After a year of estradiol, it is ok to start to increase your levels. Mine only went above 100 three times in four years, which is why I started researching and trying to teach my doctors what they forgot in medical school.

My symptoms continued that entire time, and finally, we got my dose high enough to relieve my symptoms.
Quote from: Robbyv213 on July 24, 2025, 04:26:27 PMConcerns are feminizing affects, hair growth/loss, and potential side effects of adding specific anti androgen meds other than progesterone or estrogen and maintaining a feeling of good health (since the last time I was on Spiro I did not feel the greatest health wise)
I too had issues with Spiro, but toughed it out. It wasn't working, so they added Finasteride. Both are weak anti-androgens and not designed for our purposes. Why not get the right stuff that does what you want it to do? Since your T levels are low enough, I would not recommend the Eligard (leuprolide) injections.

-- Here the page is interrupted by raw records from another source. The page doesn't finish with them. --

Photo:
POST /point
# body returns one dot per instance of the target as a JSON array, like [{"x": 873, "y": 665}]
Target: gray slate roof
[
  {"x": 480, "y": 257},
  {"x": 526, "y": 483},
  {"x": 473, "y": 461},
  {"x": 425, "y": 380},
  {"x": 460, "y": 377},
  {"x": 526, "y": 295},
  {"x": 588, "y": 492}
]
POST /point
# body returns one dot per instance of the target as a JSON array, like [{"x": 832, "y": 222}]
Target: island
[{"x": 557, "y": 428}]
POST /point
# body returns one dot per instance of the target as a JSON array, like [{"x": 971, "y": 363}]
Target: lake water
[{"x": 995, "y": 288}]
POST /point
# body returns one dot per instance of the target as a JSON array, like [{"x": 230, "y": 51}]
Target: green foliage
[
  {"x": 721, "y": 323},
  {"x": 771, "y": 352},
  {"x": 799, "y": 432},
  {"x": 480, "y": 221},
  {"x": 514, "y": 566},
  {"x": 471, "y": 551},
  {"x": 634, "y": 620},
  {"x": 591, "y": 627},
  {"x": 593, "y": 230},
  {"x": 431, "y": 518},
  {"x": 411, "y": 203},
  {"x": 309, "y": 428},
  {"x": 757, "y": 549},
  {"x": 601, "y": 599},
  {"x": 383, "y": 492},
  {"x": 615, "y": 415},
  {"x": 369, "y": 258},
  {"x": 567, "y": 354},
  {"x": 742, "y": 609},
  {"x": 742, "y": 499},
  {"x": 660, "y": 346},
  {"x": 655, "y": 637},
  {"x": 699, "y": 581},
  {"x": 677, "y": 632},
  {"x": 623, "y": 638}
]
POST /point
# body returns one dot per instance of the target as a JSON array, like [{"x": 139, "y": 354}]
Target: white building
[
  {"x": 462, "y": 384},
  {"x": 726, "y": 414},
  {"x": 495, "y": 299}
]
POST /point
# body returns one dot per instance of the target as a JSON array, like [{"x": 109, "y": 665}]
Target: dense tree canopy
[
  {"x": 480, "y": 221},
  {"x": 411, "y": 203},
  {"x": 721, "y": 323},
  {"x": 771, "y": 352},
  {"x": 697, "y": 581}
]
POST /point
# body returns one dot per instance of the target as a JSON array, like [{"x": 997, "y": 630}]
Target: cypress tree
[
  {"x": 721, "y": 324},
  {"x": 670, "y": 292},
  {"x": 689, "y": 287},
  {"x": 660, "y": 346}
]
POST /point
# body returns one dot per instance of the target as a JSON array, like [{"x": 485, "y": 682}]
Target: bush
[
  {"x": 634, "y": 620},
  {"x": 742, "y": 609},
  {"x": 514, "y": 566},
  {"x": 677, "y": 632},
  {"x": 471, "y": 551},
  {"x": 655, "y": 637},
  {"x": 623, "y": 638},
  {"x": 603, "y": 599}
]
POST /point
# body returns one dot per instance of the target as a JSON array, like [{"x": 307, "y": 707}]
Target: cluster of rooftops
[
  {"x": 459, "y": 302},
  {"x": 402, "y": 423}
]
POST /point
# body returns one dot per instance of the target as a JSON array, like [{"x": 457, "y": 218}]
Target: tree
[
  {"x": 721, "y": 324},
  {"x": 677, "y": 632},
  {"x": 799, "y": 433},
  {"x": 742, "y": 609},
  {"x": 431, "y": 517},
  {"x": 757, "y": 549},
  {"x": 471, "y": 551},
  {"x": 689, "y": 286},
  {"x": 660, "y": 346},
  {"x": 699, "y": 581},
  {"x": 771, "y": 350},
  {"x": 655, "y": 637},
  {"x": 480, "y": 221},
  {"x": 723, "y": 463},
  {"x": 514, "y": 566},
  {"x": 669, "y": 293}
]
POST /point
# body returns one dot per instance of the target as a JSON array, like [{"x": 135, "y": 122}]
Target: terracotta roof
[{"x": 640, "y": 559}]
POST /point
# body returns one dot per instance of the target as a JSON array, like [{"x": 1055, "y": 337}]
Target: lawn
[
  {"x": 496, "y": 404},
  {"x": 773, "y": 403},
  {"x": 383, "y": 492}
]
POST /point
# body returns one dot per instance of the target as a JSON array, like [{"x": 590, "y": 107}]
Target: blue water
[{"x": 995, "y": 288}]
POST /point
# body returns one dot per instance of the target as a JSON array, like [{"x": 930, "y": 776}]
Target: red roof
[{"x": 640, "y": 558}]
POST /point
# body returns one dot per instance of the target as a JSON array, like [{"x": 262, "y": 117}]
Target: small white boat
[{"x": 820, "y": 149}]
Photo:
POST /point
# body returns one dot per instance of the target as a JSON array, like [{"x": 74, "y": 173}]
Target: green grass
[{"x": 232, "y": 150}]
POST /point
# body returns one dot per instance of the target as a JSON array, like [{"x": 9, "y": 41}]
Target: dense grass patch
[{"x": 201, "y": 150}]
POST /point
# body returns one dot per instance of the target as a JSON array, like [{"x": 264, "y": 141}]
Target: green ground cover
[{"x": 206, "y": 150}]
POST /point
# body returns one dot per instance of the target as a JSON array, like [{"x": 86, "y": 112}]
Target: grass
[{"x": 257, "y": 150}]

Since you want to add something for hair, I would suggest Casodex (bicalutamide) tablets. They block the androgen receptors, do not affect hormone levels, and I have had success with it.
I hope this helps. This is all stuff I have learned over the years from reading a lot of studies. Hopefully, you have enough information here to speak with your doctor about what you want to accomplish and how you think you can do that. If any of this is unclear, Dr. Google is pretty good at finding answers, too.